New Head of Church in Sudan and South Sudan: Prioritising Return To Peace

Bishop Eduardo Hiiboro Kussala has been named as the new President of the Sudan Catholic Bishops’ Conference (SCBC). Bishop Hiiboro took over from HE Gabriel Cardinal Zubeir Wako Archbishop Emeritus of Khartoum who has just retired.

Bishop Eduardo has been a vocal proponent of peace and reconciliation, against a back drop of continuing violence, as the country enters its fourth year of conflict. South Sudan’s civil war has left more than 2.2 million people fleeing their homes, tens of thousands have been killed, and tens of thousands more are living in desperate conditions in refugee camps in neighbouring countries. The conflict has taken on an ethnic dimension, and the rise of hate-speech has concerned Bishop Hiiboro, who recently called for hate speech to stop, “For peace to prevail, we must all accept one another as brothers and sisters,” he said.

“Disparaging someone based on their tribe can only lead this country down a dangerous road. Let us come together and work as one to rebuild South Sudan.” Bishop Hiiboro was a member of the ecumenical delegation that went to Addis Ababa, Ethiopia, as part of the 2015 Intergovernmental Authority on Development (IGAD), peace negotiations. Despite the fragile peace agreement between President Salva Kiir and former vice president Riek Machar, failing to keep the peace, Bishop Hiiboro has continued with his appeal for peaceful coexistence between different ethnic groups to foster conflict resolution and peace-building in dioceses and parishes across the country.
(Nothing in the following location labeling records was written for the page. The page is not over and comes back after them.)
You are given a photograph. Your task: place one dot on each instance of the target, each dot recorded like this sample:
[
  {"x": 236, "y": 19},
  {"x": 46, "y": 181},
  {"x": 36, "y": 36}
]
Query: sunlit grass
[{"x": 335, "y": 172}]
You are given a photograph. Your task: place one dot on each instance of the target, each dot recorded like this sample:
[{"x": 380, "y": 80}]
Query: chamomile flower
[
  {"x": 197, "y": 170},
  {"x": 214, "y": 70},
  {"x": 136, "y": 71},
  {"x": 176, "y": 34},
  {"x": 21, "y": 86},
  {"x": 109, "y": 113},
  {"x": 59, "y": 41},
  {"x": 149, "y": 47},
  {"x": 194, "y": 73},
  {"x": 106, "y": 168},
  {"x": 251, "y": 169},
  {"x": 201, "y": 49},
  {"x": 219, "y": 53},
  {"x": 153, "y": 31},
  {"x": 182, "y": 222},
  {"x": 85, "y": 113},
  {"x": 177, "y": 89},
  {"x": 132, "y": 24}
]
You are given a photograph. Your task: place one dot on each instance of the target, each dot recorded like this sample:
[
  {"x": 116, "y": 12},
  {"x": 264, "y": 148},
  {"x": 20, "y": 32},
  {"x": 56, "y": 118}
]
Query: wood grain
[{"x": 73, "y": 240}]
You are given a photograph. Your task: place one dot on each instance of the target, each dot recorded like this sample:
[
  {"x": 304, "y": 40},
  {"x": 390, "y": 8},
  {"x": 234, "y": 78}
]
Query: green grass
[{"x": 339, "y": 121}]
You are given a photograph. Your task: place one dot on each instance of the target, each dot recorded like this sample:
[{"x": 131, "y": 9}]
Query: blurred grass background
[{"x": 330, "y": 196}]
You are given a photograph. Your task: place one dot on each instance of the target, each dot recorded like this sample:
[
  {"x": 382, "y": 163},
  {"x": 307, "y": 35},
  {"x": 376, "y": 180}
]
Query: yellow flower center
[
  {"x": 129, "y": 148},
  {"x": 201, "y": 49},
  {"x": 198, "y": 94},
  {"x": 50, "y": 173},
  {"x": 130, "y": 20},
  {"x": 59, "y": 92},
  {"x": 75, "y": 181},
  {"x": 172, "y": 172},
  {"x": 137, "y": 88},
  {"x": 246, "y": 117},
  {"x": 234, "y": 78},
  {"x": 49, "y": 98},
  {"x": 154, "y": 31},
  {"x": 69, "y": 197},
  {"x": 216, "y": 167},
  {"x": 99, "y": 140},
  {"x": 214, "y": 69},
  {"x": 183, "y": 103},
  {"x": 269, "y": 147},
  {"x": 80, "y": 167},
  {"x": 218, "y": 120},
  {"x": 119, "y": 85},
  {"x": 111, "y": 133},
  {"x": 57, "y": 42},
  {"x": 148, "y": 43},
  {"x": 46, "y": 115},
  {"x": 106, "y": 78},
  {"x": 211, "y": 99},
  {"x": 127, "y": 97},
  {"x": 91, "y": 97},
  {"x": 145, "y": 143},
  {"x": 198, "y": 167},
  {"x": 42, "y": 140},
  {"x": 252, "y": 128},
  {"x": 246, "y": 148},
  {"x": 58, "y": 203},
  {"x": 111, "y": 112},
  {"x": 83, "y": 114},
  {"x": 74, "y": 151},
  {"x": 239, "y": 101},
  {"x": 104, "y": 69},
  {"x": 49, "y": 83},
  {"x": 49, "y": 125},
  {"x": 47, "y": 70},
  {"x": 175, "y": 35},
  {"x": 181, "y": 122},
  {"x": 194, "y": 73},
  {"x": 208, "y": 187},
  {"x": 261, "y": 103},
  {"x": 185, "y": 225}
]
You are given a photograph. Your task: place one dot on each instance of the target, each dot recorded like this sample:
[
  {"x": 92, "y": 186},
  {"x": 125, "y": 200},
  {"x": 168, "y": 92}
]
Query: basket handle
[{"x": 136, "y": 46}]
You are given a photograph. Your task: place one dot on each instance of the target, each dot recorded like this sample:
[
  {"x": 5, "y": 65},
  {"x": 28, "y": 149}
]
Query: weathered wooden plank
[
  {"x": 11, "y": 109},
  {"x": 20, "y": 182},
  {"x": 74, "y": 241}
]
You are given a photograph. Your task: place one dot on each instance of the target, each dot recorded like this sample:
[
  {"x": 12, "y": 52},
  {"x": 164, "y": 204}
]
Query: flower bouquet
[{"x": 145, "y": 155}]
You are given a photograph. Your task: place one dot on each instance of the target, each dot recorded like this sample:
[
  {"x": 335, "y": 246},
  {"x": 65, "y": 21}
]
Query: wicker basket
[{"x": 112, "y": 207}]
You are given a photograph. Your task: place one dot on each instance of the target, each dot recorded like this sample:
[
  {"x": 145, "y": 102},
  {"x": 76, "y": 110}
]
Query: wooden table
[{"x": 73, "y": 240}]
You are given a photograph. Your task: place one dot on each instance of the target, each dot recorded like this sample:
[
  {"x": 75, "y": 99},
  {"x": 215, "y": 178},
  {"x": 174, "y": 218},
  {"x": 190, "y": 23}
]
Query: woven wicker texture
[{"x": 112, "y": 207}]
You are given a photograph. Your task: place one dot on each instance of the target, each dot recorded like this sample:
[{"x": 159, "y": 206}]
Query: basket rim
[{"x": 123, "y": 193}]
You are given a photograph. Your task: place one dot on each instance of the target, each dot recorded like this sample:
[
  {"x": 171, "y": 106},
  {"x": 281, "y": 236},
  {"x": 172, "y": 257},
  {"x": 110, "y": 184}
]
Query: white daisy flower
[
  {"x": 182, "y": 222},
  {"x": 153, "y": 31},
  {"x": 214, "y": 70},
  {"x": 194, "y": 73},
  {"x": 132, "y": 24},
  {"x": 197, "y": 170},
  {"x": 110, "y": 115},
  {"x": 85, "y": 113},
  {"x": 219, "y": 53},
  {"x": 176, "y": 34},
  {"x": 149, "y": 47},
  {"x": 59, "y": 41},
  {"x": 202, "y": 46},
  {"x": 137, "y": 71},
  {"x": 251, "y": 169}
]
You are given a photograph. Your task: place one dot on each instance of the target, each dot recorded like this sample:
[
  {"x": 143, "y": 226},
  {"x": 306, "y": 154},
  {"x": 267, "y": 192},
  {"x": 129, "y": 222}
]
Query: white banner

In an interview, he stated the root causes of the conflict and the need for ‘forgiveness’. “History has taught us that after the signing of a peace agreement comes the arduous task of rebuilding our broken pieces – social and political relationships, the fragile economy, and the infrastructure of our states, devastated by the conflict. But what we are dealing with is a conflict deeply rooted in complex political and ethnic divisions that didn’t disappear the moment South Sudan came into being on 9 July 2011.

“Many people in South Sudan are wounded in spirit. The pain of decades of war has not been addressed; our hard-won independence did not bring justice for the many who had suffered. No one has been convicted of crimes against humanity, and people have not been able to tell their stories, to relate what happened to them and their family members. Without reconciliation and forgiveness, our wounds will remain open.”